Wang Yi heads to Dublin as Ireland’s role in US-China rivalry comes into focus
Chinese foreign minister likely to press case for maintaining ties despite Ireland’s vulnerability to US policy shifts under Donald Trump

For a small island of just over 5 million people on Europe’s western edge, Ireland is playing an outsize role in the travel plans of China’s top leadership.
Chinese Foreign Minister Wang Yi is scheduled to land in Dublin on Sunday to meet his Irish counterpart Simon Harris and Irish Prime Minister Micheal Martin on Monday, off the back of a visit to Britain on Thursday and a frenzied weekend of diplomacy in Munich.
At the Munich Security Conference, Wang is expected to meet top diplomats from the United States, the European Union, Germany, Ukraine and others. In such heavyweight company, Ireland – a geopolitical minnow – stands out.
In isolation, though, the trip is easy to understand. Over a decade as foreign minister and in more than 70 trips to Europe – including Russia and the Caucuses, Wang has never been to Ireland, according to a database kept by Sense Hofstede, an independent researcher on China.
In trade terms, Ireland also punches above its weight.

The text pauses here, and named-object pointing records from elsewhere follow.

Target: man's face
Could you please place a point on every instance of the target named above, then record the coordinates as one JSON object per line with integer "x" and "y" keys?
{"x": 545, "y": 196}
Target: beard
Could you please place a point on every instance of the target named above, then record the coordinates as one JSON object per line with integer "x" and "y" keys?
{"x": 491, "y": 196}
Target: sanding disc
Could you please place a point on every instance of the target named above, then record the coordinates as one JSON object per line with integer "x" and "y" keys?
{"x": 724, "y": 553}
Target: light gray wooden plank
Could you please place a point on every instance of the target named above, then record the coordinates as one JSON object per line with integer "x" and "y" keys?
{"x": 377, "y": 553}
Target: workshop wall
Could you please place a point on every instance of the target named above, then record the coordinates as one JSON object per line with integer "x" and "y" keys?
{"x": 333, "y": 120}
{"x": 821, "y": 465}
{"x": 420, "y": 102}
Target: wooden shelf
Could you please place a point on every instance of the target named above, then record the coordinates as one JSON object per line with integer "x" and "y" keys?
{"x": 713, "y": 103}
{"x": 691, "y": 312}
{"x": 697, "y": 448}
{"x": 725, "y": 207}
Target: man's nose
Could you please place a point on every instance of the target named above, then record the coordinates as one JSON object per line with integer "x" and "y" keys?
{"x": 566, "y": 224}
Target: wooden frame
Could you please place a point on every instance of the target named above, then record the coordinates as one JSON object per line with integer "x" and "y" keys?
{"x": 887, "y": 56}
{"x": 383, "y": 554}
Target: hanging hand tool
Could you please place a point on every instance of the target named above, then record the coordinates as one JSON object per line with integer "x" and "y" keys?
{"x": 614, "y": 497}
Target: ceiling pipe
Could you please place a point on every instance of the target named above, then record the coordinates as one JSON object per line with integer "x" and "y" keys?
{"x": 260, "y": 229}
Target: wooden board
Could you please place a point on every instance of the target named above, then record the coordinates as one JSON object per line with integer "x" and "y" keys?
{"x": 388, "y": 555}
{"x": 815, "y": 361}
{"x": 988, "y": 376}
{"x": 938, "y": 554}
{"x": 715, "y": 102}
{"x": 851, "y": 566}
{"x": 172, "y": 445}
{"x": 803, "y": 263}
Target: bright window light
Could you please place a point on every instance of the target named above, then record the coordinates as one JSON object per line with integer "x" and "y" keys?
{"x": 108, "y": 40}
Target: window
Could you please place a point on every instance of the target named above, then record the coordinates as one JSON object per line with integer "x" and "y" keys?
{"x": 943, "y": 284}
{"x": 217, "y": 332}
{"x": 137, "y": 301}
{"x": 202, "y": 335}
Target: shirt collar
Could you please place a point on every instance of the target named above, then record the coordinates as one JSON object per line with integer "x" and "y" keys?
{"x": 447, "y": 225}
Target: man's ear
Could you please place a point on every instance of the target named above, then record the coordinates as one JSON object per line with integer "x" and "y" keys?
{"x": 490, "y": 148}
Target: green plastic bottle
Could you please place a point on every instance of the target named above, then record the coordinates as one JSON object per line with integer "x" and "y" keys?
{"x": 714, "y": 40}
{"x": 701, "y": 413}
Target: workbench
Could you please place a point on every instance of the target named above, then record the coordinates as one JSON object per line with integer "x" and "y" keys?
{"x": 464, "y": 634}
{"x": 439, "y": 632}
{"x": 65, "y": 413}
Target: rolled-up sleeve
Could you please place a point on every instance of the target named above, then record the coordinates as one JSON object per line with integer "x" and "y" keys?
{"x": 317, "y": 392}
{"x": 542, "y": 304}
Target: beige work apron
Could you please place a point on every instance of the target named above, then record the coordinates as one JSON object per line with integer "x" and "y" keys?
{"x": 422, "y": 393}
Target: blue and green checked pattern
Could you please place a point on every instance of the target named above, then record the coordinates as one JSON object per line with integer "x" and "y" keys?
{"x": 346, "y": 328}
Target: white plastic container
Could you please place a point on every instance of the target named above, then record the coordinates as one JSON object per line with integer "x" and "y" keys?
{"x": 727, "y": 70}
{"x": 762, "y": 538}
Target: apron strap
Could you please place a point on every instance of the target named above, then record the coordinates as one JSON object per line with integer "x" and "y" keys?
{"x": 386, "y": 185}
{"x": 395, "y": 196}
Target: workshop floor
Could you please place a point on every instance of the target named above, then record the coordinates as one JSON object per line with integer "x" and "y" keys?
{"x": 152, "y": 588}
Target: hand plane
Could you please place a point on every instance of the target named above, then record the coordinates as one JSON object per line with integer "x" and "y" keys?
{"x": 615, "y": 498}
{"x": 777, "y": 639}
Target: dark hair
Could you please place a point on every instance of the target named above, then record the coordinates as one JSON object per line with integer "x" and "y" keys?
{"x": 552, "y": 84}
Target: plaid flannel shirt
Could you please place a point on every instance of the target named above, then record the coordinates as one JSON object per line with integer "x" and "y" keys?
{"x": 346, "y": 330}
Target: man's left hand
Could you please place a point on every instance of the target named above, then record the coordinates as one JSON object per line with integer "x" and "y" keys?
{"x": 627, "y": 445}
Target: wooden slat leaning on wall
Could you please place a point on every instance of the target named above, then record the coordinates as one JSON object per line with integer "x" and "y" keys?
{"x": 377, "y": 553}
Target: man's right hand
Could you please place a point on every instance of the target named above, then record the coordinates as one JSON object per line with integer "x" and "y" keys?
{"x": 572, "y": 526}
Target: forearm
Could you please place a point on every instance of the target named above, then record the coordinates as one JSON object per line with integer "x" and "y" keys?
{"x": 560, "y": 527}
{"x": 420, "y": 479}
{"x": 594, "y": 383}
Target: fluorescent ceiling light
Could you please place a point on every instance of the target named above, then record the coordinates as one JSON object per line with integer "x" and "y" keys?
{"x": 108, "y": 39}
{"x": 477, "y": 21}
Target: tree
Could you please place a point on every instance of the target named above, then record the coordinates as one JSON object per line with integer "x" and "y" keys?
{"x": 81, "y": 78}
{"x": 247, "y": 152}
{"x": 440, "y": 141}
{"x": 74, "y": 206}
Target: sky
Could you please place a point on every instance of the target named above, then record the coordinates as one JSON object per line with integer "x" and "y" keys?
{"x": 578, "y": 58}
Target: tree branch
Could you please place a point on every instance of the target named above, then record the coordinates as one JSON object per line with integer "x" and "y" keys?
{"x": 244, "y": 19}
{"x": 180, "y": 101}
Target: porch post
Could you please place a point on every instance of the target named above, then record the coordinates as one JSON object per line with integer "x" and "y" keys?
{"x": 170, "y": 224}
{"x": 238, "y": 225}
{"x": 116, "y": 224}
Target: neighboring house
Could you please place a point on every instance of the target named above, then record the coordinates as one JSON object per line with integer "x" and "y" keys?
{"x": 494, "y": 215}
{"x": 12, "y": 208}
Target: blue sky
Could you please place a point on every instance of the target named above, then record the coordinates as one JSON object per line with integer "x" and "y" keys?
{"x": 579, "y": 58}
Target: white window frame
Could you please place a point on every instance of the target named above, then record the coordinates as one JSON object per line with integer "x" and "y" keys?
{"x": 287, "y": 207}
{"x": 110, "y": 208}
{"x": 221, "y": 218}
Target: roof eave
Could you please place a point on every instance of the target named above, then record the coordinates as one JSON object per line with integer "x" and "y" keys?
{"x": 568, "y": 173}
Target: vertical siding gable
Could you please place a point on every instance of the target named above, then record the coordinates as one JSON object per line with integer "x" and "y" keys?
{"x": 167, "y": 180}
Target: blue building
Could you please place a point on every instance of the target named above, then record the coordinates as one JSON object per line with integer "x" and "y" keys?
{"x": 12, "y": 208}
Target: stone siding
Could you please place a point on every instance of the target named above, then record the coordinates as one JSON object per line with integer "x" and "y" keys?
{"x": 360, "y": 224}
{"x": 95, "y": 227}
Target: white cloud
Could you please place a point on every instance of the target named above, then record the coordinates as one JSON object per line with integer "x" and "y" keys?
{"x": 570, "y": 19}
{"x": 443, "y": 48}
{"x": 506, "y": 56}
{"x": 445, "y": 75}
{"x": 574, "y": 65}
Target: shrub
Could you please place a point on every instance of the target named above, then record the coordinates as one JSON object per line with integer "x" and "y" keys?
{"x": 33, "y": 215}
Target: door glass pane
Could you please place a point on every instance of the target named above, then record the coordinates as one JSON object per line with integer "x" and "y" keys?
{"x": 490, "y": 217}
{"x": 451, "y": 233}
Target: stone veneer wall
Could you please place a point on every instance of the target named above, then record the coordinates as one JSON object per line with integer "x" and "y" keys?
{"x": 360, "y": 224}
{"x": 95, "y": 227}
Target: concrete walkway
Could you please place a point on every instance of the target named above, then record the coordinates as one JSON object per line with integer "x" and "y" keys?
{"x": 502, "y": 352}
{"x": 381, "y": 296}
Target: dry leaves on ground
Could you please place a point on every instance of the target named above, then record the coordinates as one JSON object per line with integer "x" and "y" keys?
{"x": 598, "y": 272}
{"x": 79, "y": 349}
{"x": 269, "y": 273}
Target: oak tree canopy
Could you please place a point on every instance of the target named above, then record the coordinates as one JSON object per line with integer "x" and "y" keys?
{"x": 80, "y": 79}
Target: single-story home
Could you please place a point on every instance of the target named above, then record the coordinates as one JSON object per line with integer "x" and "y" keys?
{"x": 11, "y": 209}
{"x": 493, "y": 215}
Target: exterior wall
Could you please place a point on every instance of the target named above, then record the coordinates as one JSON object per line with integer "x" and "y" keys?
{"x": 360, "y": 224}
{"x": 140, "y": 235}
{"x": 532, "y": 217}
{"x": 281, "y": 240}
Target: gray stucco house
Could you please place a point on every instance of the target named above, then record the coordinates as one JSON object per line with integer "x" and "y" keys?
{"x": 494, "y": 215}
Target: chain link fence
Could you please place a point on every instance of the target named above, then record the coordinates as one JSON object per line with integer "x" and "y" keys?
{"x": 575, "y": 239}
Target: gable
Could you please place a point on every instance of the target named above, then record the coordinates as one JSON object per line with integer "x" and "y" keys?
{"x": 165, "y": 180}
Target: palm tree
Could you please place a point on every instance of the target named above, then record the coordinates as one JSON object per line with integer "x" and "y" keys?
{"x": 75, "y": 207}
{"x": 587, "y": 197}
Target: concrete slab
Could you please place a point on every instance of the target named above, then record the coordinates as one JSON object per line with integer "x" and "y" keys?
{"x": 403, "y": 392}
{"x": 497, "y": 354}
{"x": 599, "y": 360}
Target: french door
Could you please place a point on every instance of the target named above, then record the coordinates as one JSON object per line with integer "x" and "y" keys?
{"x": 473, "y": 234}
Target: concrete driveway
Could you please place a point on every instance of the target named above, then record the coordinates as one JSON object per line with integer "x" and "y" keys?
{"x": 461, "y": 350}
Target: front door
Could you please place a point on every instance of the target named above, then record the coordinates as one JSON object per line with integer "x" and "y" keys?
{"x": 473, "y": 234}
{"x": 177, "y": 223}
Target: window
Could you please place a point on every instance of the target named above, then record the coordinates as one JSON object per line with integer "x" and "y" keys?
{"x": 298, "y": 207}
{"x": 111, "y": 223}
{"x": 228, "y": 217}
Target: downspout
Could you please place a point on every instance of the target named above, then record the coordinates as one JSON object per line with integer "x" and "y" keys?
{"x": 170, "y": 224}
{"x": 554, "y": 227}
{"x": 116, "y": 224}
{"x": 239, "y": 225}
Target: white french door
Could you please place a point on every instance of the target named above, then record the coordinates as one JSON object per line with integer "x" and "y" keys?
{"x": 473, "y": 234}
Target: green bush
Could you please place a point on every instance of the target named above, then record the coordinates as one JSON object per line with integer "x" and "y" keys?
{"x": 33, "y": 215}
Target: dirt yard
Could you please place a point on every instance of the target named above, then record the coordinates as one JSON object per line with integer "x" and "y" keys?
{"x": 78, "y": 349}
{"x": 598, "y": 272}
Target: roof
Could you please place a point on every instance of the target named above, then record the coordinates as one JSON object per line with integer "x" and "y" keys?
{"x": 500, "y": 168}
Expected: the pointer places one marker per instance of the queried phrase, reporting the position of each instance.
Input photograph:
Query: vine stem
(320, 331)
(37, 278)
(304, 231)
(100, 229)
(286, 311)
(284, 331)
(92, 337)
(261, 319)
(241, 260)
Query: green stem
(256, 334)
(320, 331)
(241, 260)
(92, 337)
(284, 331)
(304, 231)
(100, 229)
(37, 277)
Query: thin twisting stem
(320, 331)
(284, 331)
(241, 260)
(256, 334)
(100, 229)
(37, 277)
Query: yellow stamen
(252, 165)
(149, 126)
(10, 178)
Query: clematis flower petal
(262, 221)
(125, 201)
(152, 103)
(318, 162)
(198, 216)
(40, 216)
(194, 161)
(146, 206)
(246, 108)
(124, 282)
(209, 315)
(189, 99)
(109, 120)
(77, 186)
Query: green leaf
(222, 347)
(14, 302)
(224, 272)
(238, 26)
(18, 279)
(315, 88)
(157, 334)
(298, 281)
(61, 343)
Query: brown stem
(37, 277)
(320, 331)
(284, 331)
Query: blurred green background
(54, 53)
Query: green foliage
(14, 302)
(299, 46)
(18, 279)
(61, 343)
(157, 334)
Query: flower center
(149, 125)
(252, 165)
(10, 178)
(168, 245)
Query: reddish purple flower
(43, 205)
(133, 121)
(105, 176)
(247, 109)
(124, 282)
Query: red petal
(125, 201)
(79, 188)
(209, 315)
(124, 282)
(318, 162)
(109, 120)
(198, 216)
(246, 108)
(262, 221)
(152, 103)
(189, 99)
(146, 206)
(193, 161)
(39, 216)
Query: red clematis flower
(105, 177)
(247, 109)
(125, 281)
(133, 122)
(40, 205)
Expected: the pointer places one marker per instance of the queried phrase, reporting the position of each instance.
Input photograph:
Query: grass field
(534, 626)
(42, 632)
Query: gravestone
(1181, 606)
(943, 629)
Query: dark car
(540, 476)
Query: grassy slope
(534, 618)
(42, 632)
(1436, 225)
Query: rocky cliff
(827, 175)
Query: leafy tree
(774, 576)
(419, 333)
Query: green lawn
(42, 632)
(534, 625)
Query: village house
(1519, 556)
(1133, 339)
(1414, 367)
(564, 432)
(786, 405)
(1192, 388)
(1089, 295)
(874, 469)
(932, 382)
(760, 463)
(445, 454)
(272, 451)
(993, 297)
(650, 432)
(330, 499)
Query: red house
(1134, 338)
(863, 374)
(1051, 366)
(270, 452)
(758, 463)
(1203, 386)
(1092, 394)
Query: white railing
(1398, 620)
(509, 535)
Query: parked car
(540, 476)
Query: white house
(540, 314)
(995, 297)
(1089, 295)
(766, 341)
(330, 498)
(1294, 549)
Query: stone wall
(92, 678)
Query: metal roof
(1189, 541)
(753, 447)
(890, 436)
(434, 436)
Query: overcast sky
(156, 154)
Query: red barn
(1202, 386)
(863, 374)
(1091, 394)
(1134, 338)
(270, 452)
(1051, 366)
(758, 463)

It is one of the only European countries to have a trade surplus with China – almost US$13 billion last year, according to calculations based on Chinese customs statistics.
Furthermore, with a new Irish government installed in December, Wang will surely be keen to press the case for maintaining ties with Beijing at an increasingly fraught geopolitical moment.
“It could be to do with the formation of a new Irish government and to try to keep them on side,” said Alexander Davey, an analyst at the Mercator Institute for China Studies, who monitors Sino-Irish ties.